Data Visualization Perception Study

Does chart type or color contrast affect how accurately people estimate numerical differences? This research project answers that question empirically — deploying three browser-based perceptual experiments, collecting participant data, and running statistical analysis using the Cleveland & McGill (1984) error metric.

The "Why"

Data visualization is everywhere, but the design choices behind charts are rarely tested rigorously. Researchers Cleveland & McGill established in 1984 that chart type significantly impacts perceptual accuracy — but what about color contrast? And do different chart types (bar, radar, donut) produce meaningfully different error rates?

This study extends those foundational experiments by:

Testing three chart types (bar, radar, donut) with matched datasets
Varying color contrast (high-contrast blue vs. low-contrast orange) within each survey
Using the same 10 data arrays across all three experiments to enable fair comparison

Tech Stack

Category	Technology	Why
Visualization Generation	D3.js v7	Full SVG control for precise manipulation of color, geometry, and data markers
Survey Frontend	React + SurveyJS	Declarative survey definitions via JSON; handles image embedding and response capture without a backend
Statistical Analysis	Python, pandas, NumPy	Vectorized error computation and CSV I/O across hundreds of participant responses
Result Visualization	Matplotlib	Scatter plots with linear regression overlays to compare error vs. dataset standard deviation
Deployment	GitHub Pages	Zero-config static hosting; each experiment is an independent deployable page with a QR code

Key Features

Three independent survey experiments — barExperiment/, radarExperiment/, donutExperiment/ — each a self-contained React + SurveyJS app deployed to GitHub Pages
Controlled visual stimuli — 10 chart pairs per survey, one low-contrast (orange), one high-contrast (blue), all generated from the same underlying 10 data arrays using D3.js
Cleveland/McGill error metric — participant error is computed as log₂(|judged − true| + ⅛), matching the formula from the seminal 1984 paper for cross-study comparability
Automated analysis pipeline — analysis/analyze.py reads raw CSV exports, computes per-question errors, averages across participants, and renders result plots in a single run
Cross-chart-type comparison — the same 10 data arrays are used for all three chart types, so differences in error are attributable to chart design, not data variance

Architecture

graph TD
    A[data/all_arrays.csv\n10 shared data arrays] --> B[D3.js Chart Generators\nbarGen.html / donutGen.html]
    B --> C[Chart Images\nbarChart/imgs, donutChart/imgs,\nhighContrast/, lowContrast/]
    C --> D[SurveyJS JSON Config\njson.js per experiment]
    D --> E[React + SurveyJS Survey\nDeployed via GitHub Pages]
    E --> F[Participant Responses\nCSV exports via SurveyJS]
    F --> G[analysis/analyze.py\nError computation pipeline]
    A --> G
    G --> H[analysis/masterData/\n*Errors.csv — per-question errors]
    G --> I[results/\nScatter plots and bar charts PNG]

Results Summary

Bar Chart

Condition	Average Error
High Contrast (Blue)	3.989
Low Contrast (Orange)	4.034

Bar charts produced the lowest error rates of all three chart types, confirming Cleveland & McGill's finding that position-based encodings are the most accurately perceived.

Radar Chart

Condition	Average Error
High Contrast (Blue)	4.034
Low Contrast (Orange)	3.935

Radar charts performed comparably to bar charts. Notably, low-contrast charts showed lower error — a result that challenges the intuitive assumption that contrast aids accuracy.

Donut Chart

Condition	Average Error
High Contrast (Blue)	4.378
Low Contrast (Orange)	4.490

Donut charts had the highest error of all three types, consistent with the difficulty of estimating angular/arc proportions relative to linear position.
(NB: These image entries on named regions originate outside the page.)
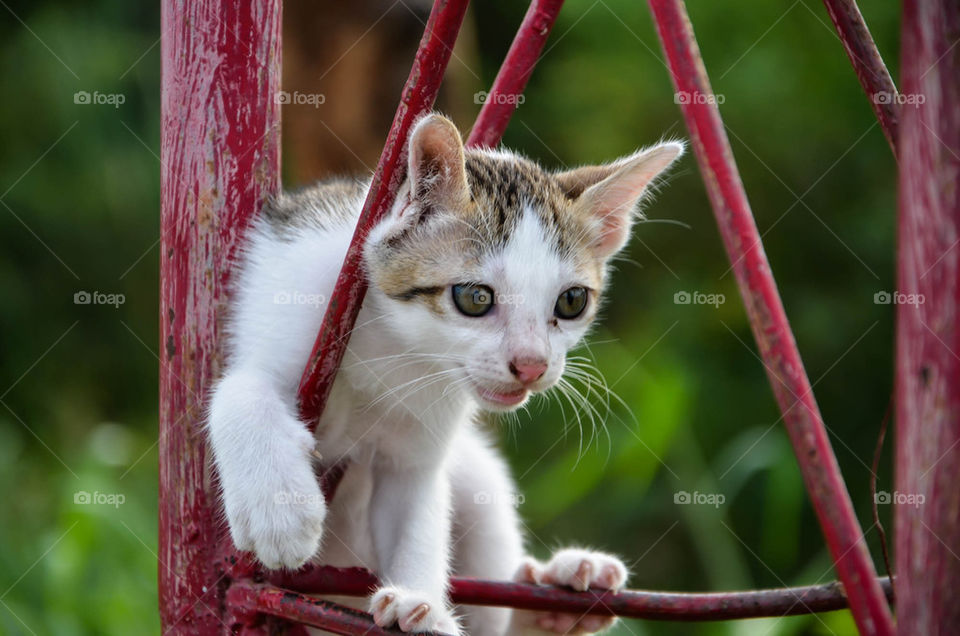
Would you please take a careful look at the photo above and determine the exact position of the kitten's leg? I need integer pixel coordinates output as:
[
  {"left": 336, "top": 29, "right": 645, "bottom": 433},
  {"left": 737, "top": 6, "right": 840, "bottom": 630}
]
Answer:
[
  {"left": 507, "top": 548, "right": 627, "bottom": 636},
  {"left": 209, "top": 368, "right": 327, "bottom": 568},
  {"left": 370, "top": 460, "right": 460, "bottom": 634},
  {"left": 450, "top": 429, "right": 523, "bottom": 636}
]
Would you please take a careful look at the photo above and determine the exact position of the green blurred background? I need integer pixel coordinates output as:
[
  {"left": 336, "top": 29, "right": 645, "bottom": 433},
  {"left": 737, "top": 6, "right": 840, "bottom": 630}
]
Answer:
[{"left": 0, "top": 0, "right": 899, "bottom": 635}]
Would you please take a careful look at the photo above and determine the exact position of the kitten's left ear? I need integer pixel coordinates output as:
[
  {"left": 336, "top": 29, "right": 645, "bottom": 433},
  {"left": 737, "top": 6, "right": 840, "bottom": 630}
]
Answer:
[
  {"left": 554, "top": 141, "right": 683, "bottom": 258},
  {"left": 407, "top": 113, "right": 470, "bottom": 207}
]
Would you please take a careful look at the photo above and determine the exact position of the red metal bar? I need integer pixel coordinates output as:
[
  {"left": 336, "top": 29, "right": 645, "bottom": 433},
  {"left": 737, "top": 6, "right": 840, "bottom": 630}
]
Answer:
[
  {"left": 299, "top": 0, "right": 468, "bottom": 430},
  {"left": 649, "top": 0, "right": 893, "bottom": 635},
  {"left": 894, "top": 0, "right": 960, "bottom": 635},
  {"left": 467, "top": 0, "right": 563, "bottom": 148},
  {"left": 227, "top": 582, "right": 439, "bottom": 636},
  {"left": 158, "top": 0, "right": 281, "bottom": 634},
  {"left": 270, "top": 567, "right": 890, "bottom": 621},
  {"left": 823, "top": 0, "right": 900, "bottom": 156}
]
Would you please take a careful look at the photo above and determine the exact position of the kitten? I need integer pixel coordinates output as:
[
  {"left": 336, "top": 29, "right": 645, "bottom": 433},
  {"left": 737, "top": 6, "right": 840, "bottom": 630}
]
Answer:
[{"left": 209, "top": 114, "right": 683, "bottom": 636}]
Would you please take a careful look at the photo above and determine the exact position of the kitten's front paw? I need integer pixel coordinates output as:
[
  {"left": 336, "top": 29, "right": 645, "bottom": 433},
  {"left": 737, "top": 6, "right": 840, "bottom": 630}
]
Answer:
[
  {"left": 224, "top": 424, "right": 327, "bottom": 570},
  {"left": 370, "top": 587, "right": 460, "bottom": 636},
  {"left": 510, "top": 548, "right": 627, "bottom": 634}
]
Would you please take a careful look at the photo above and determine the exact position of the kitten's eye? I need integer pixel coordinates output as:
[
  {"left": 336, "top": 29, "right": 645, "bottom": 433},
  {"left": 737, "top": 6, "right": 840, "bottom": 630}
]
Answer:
[
  {"left": 553, "top": 287, "right": 587, "bottom": 320},
  {"left": 452, "top": 285, "right": 493, "bottom": 318}
]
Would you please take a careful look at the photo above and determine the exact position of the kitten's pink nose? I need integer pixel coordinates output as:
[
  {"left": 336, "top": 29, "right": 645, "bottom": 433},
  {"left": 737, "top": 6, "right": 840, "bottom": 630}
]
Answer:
[{"left": 510, "top": 358, "right": 547, "bottom": 384}]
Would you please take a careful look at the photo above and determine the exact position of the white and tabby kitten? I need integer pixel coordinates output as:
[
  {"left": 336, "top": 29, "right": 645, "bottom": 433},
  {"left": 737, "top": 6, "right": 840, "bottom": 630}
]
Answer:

Key finding: Color contrast had minimal and inconsistent impact on perceptual accuracy. Chart type was the dominant factor.

Project Structure

.
├── data/
│   └── all_arrays.csv          # 10 shared input arrays used across all experiments
├── barChart/                   # Generated bar chart images (blue + orange variants)
├── donutChart/                 # Generated donut chart images
├── highContrast/               # High-contrast radar chart images
├── lowContrast/                # Low-contrast radar chart images
├── barExperiment/              # React+SurveyJS app for bar chart survey
├── donutExperiment/            # React+SurveyJS app for donut chart survey
├── radarExperiment/            # React+SurveyJS app for radar chart survey
├── analysis/
│   ├── fns.py                  # Pure utility functions (error metric, std dev)
│   ├── process.py              # DataFrame-level processing and matplotlib output
│   ├── analyze.py              # Entry point: orchestrates all three chart analyses
│   └── masterData/             # Raw CSV exports from SurveyJS + computed errors
└── results/                    # Output PNG charts from analysis pipeline

Running the Analysis

Requirements: Python 3.10+, pandas, numpy, matplotlib

cd analysis
pip install pandas numpy matplotlib
python analyze.py

Output PNGs are written to results/. To re-enable specific plots, uncomment the relevant pc.viz() or pc.createBarChart() calls in analyze.py.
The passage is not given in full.